Monday, December 30, 2019

The Way Is Forward!

I think this is something that I talk about a lot. I learned this is my own healing process, I recognized that moving in a forward direction has a lot of benefits. Living in the past within my mind has caused great turmoil, but living in the present and being hopeful for the future has enriched my life greatly. I know that this easier said than done, but healing really is a journey and it takes "real" time. I am not setting an unrealistic time table for myself and I am also not operating on someone else's time table.

As long as I am moving in a forward direction I know that I am on the right path. Letting go of past hurt takes time and trusting again takes time. Everything is a journey and it does not come with a time stamp or a expiration date. I just desire to take better care of myself and walking forward to a more healthier me. As long as I am moving forward and NOT backwards I know that I will reach that place of total healing. 

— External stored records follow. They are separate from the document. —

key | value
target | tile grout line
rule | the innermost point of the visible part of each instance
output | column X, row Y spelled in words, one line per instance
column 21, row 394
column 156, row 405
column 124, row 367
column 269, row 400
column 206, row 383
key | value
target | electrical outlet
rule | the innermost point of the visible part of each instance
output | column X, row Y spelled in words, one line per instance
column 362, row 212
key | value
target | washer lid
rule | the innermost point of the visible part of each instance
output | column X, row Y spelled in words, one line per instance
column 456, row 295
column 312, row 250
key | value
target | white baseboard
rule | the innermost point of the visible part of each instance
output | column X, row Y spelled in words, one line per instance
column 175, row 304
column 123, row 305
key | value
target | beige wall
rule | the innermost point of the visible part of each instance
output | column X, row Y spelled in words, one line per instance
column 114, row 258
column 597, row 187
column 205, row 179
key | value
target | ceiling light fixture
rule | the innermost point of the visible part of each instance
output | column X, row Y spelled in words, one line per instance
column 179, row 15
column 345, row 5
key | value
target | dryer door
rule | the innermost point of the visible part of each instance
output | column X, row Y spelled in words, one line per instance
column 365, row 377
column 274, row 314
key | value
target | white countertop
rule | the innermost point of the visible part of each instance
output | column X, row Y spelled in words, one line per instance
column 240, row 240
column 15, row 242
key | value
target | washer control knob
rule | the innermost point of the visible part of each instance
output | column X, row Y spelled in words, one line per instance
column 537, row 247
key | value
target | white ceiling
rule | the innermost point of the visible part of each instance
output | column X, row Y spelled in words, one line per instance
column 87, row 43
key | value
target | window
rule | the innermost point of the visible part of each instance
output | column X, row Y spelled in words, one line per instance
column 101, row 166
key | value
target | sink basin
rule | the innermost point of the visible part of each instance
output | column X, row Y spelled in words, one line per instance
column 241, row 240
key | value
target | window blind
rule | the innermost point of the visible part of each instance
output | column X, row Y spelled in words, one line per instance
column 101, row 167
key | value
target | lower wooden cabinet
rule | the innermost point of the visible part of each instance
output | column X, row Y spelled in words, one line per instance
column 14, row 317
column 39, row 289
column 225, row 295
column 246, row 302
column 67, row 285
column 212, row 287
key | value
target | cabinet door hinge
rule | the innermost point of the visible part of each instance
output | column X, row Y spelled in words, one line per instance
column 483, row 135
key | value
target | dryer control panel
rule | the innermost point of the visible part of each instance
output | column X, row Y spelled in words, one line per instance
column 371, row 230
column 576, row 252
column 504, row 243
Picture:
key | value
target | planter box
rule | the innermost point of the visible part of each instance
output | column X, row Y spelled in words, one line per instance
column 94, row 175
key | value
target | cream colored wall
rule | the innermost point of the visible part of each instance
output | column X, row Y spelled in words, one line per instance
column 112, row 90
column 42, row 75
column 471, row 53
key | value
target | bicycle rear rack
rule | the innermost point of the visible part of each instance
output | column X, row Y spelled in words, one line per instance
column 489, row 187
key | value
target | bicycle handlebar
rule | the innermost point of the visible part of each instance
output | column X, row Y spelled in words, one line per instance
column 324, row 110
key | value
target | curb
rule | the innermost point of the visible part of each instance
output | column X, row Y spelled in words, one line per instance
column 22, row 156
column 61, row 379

Thursday, December 19, 2019

I AM SAYING NO TO PLEASING PEOPLE


I am the kind of person that will put others before myself.
It's alright to care for others and help others, but there is a time and place for everything.
I often heard the saying " you cannot pour from an empty cup"
This is true, there is a time for helping others and there is a time for self care.
This has been a challenge for me. I am also guilty of feeling the need to please everyone.
I tend to try and please others even at the expense of making myself uncomfortable.
Why do I do this? I don't know if it's my need to be liked by everyone.
However, I can't go on like this, running around trying to please everyone is a losing battle. This can get very draining, and jumping through hoops to please everyone leaves me with no energy. It's great to give but I cannot give from an empty cup. I learned that I have a duty to take care of myself first.


     
                                    SELF CARE!!!!


I am making sure that my cup is full and I have something to pour from.
I have to also make sure that I am not putting myself in uncomfortable situations.
I am in charge of my happiness and self care. No one else is in charge of my happiness.
I am on my journey of self care one day at a time. No more people pleasing for me, and no guilt trip about putting myself first.